- Directed by: Jack Raymond
- Written by: Hans Rameau (as Hans Gulder Rameau) Romney Brent Marjorie Gaffney Miles Malleson (dialogue)
- Based on: the play by Ivor Novello & Constance Collier
- Produced by: Herbert Wilcox
- Starring: Ruth Chatterton Anton Walbrook
- Cinematography: Freddie Young (as F.A. Young)
- Edited by: Peggy Hennessey
- Music by: Anthony Collins
- Production company: Herbert Wilcox Productions
- Distributed by: RKO Radio Pictures (UK)
- Release date: 10 November 1937 (London);
- Running time: 72 minutes
- Country: United Kingdom
- Language: English

= The Rat (1937 film) =

1937 film directed by Jack Raymond

The Rat is a 1937 British drama film directed by Jack Raymond and starring Anton Walbrook, Ruth Chatterton, and René Ray. It is based on the play The Rat by Ivor Novello which had previously been made into a 1925 film The Rat starring Novello.

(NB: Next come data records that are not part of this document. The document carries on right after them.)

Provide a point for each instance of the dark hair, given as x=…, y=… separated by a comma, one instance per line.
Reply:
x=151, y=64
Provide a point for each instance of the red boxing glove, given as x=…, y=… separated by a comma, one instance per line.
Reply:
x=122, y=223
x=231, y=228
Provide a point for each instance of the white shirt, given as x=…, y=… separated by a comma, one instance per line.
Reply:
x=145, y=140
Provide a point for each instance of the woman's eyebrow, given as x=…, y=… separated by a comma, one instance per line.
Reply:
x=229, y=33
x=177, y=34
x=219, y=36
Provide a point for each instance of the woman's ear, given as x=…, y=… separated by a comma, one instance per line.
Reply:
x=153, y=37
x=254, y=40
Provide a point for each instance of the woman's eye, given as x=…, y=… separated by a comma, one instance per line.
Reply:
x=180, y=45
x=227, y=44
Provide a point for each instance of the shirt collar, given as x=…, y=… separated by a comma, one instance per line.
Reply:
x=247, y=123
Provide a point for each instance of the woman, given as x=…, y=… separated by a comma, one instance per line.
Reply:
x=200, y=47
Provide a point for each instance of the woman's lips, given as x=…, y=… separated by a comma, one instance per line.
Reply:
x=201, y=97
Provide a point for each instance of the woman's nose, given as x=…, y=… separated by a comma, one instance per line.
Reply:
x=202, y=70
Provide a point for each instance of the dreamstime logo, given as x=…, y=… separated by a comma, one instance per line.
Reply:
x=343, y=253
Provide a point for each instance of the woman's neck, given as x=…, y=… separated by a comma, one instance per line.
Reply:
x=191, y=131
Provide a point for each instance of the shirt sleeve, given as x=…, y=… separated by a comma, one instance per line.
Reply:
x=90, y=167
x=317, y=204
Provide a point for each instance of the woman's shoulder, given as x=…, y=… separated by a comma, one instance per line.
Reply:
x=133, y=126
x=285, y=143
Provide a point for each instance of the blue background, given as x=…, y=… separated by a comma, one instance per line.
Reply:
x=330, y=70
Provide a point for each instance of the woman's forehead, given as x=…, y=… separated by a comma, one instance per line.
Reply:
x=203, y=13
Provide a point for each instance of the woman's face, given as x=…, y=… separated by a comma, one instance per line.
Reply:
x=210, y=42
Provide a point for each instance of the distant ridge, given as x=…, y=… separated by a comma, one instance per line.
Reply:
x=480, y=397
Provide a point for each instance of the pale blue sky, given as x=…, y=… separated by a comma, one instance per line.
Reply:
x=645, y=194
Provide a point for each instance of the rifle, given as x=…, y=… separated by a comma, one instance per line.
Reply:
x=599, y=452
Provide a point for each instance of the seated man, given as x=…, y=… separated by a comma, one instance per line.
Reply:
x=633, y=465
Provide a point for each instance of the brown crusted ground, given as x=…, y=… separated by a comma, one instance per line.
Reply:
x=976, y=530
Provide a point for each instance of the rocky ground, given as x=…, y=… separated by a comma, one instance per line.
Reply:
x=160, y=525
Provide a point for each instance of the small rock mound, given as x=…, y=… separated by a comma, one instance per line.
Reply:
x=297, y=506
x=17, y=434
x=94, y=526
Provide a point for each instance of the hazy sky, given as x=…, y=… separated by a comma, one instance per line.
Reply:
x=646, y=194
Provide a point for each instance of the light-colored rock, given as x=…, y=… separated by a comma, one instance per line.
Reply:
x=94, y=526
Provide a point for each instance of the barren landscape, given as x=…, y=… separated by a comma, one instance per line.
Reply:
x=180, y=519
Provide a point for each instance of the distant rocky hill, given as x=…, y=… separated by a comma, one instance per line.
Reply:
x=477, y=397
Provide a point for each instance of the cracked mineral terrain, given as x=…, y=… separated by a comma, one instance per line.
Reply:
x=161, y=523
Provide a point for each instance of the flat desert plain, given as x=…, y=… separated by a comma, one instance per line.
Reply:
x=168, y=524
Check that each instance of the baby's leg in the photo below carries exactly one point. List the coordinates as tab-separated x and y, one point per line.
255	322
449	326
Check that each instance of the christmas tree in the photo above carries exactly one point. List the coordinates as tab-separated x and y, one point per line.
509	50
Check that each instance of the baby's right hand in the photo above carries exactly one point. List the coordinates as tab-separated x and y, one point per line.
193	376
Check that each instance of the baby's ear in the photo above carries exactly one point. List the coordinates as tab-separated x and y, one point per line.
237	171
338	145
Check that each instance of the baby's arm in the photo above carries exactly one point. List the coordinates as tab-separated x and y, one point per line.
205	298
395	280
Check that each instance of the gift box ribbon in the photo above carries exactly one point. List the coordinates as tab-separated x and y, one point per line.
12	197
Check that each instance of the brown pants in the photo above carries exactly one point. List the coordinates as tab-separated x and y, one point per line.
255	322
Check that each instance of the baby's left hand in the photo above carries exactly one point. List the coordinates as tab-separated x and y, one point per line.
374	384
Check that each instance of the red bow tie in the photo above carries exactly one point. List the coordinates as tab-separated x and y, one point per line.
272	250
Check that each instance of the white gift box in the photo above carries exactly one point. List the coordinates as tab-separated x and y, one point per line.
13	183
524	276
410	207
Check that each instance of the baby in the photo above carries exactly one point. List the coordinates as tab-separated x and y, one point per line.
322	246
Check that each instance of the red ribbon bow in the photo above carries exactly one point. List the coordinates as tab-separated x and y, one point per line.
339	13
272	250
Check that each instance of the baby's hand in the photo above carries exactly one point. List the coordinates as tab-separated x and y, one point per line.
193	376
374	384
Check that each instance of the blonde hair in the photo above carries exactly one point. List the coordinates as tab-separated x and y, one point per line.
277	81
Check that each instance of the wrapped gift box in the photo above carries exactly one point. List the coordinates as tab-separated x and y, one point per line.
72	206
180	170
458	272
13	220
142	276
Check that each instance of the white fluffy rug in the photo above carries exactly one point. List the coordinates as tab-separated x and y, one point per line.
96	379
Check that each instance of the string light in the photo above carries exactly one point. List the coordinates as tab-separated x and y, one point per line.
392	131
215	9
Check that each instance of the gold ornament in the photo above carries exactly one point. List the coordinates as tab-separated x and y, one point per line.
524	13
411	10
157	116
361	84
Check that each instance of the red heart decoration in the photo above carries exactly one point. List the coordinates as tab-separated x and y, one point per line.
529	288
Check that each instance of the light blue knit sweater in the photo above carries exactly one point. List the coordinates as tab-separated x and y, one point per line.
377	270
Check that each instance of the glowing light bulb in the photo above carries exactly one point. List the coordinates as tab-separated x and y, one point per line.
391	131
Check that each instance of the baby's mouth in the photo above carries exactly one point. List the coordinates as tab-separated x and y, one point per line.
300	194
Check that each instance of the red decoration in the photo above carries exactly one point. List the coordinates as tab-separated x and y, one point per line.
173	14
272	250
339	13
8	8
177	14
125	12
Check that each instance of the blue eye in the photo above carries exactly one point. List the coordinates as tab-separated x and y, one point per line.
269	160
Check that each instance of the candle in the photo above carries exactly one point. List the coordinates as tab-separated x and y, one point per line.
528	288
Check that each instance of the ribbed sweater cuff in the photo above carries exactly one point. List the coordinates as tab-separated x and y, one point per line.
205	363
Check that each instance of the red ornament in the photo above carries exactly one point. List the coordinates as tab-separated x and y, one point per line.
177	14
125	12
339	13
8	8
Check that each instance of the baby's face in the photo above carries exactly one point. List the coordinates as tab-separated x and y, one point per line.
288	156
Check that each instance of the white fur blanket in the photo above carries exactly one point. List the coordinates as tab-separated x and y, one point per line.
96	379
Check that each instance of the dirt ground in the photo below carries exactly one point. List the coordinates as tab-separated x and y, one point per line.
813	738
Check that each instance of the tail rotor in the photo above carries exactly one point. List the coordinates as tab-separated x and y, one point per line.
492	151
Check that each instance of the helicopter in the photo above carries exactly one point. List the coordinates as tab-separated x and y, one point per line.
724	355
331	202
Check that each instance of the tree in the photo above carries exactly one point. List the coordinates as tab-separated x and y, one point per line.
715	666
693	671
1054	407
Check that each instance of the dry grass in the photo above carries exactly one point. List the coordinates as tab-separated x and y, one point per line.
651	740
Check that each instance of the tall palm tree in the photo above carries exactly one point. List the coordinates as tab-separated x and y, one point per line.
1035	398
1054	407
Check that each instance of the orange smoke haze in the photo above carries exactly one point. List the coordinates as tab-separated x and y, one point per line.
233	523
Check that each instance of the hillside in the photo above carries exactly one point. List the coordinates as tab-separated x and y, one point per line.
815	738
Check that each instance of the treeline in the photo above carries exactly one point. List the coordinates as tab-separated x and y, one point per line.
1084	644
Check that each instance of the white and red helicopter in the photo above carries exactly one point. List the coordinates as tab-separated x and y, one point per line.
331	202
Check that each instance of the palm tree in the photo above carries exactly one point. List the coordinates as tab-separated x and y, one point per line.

It was made at Denham Studios by Herbert Wilcox Productions.

==Plot==
Infamous Parisian jewel thief Jean Boucheron, known as 'the Rat', attracts the fancy of socialite Zelia de Chaumont, mistress of a South American millionaire. She intends to reform 'the Rat', but he's only interested in relieving her of her pearls.

==Cast==
- Anton Walbrook as Jean Boucheron, 'the Rat'
- Ruth Chatterton as Zelia de Chaumont
- René Ray as Odile Verdier
- Beatrix Lehmann as Marguerite
- Mary Clare as Mere Colline
- Felix Aylmer as Prosecuting Counsel
- Hugh Miller as Luis Stets
- Gordon McLeod as Caillard
- Frederick Culley as Judge
- Nadine March as Rose
- George Merritt Pierre Verdier
- Leo Genn as Defending Counsel
- Fanny Wright as Therese
- Bob Gregory as Albert
- Ivan Wilmot as Peter
- J.H. Roberts as Butler
- Aubrey Mallalieu as The Jeweller
- Katie Johnson as the nun in the cell

==Reception==
Kinematograph Weekly reported the film as a "surprise" "turn up" at the British box office in March 1938.